Un altro esempio di linfedema secondario è rappresentata dalla “La filariosi linfatica è un’infezione del sistema linfatico causata da una di tre specie di nematodi” (figura 5). Le filariosi sono diffuse nelle regioni calde dell’Africa, dell’Asia e dell’America centro-meridionale. Il quadro clinico della filariosi linfatica comprende manifestazioni acute (funicoliti, orchiti, linfangiti, adeniti) e croniche dominate dall’elefantiasi dello scroto, degli arti inferiori e superiori e, più di rado, dei seni. La terapia tradizionale per tutte le filariosi è principalmente sull’uso della dietilcarbamazina, farmaco molto utile nei confronti delle microfilarie e dotato di una certa attività anche sul verme adulto. Per prevenire i gravi fenomeni allergici dovuti alla liberazione massiva di antigeni per lisi delle microfilarie, è opportuno iniziare il trattamento con dietilcarbamazina a dosi basse, da aumentare poi progressivamente. Allo stesso scopo si suole associare al predetto trattamento la somministrazione di cortisonici.
Nelle filariosi linfatiche appare utile somministrare antibiotici per evitare le sovrainfezioni batteriche. Naturalmente, non va dimenticata la necessità di un trattamento chirurgico in presenza di elefantiasi o di chiluria.
Linfedema ereditario
Le forme primitive di linfedema, a trasmissione ereditaria, sono dovute ad ipoplasia o agenesia dei vasi linfatici con conseguente alterato drenaggio o stasi linfatica. I linfedemi primari possono essere:
• solo a carattere familiare;
• familiari o sporadici;
• familiari, sporadici o sindromici.
Si parla di linfedema congenito quando l’età di insorgenza è < 1 anno. Si parla di linfedema precoce quando l’età di insorgenza è < 35 anni. Si parla di linfedema tardo quando l’età di insorgenza è > 35 anni.
Il linfedema ereditario può essere dovuto a cause cromosomiche, geniche o multifattoriali.

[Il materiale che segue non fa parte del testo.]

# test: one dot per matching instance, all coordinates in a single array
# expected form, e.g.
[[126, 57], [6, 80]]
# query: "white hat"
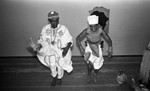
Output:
[[93, 19], [148, 46]]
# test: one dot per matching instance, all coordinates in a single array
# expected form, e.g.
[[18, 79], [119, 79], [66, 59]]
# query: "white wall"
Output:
[[21, 19]]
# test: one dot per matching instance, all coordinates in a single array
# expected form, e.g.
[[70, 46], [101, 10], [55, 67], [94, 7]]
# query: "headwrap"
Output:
[[53, 14], [93, 19]]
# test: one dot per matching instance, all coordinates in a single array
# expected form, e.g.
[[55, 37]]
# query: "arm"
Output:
[[35, 47], [109, 42], [79, 39]]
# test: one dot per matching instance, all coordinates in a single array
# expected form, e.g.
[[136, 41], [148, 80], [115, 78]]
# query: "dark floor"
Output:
[[27, 74]]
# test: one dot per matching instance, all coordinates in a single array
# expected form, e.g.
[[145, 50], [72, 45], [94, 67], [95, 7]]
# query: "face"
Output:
[[94, 27], [54, 22]]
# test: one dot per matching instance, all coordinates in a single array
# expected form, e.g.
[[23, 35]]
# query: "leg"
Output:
[[60, 75], [95, 75], [89, 69], [53, 69], [89, 65]]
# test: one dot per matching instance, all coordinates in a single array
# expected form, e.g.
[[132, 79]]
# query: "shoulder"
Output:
[[46, 29]]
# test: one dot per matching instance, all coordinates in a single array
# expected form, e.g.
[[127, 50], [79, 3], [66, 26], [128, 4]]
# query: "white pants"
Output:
[[57, 64], [96, 61]]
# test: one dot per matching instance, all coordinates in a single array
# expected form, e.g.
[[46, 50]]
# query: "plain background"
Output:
[[129, 26]]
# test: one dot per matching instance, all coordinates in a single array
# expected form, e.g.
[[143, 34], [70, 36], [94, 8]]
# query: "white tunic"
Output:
[[60, 38]]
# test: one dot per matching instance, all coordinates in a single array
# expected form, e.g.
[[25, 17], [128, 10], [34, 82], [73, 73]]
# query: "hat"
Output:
[[93, 19], [53, 14]]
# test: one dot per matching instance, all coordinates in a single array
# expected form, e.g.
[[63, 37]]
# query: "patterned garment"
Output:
[[52, 41], [96, 61]]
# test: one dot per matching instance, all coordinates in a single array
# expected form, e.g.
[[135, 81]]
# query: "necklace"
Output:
[[53, 36]]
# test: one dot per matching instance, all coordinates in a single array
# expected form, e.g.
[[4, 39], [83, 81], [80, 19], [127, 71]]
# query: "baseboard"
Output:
[[74, 56]]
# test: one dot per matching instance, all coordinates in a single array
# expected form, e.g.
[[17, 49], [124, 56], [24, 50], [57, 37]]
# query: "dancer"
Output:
[[54, 48], [92, 52]]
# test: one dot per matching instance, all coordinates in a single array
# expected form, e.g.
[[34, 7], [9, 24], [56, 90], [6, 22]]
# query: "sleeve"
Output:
[[66, 38], [42, 38]]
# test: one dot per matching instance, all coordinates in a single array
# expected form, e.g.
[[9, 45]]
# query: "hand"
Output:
[[110, 52], [31, 43], [65, 50]]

Un esempio di linfedema ereditario dovuto alla mutazione di un singolo gene è il “Linfedema congenito di Milroy” (oMiM 153100). È una malattia genetica trasmessa con carattere monogenico autosomico dominante a penetranza incompleta nel 90% dei casi.
La malattia è relativamente rara, con un’incidenza di 1 su 6000 nati ed un rapporto maschi femmine di 1 su 2,3. È caratterizzata da un quadro sindromico in quanto a livello genitourinario presenta un idrocele, a livello cardiovascolare si sviluppano degli emangiomi, a livello cutaneo si ha la formazione di ipercheratosi, papillomatosi ed emangiomi; a livello dei muscoli si assiste allo svilupparsi di linfedema prevalentemente negli arti inferiori. Il gene difettivo è localizzato sul braccio lungo del cromosoma 5.
Il gene codifica per il recettore 3 del fattore di crescita dell’endotelio vascolare (VEGFR3). VEGFR3 è uno dei geni più importanti responsabili della linfoangiogenesi, in quanto sembra intervenire nello sviluppo del sistema linfatico e del sistema cardiovascolare durante l’embriogenesi.
Studi su topi transgenici, omozigoti per mutazione sul gene VEGFR3, hanno evidenziato che essi muoiono prima della nascita, come conseguenza di severe anomalie cardiovascolari. Quindi tale gene è fondamentale per le cellule che compongono l’organismo (gene housekeeping).
VEGFR3 è un membro della famiglia dei recettori tirosino-chinasi ed è costituito da 31 esoni, in cui sono state identificate circa 19 mutazioni. Tutte le mutazioni descritte localizzate a livello di uno dei 2 domini tirosino-chinasi (TKI e TK II), dimostrano la necessità di questi stessi domini nel favorire la funzione di trasduzione del segnale di VEGFR3.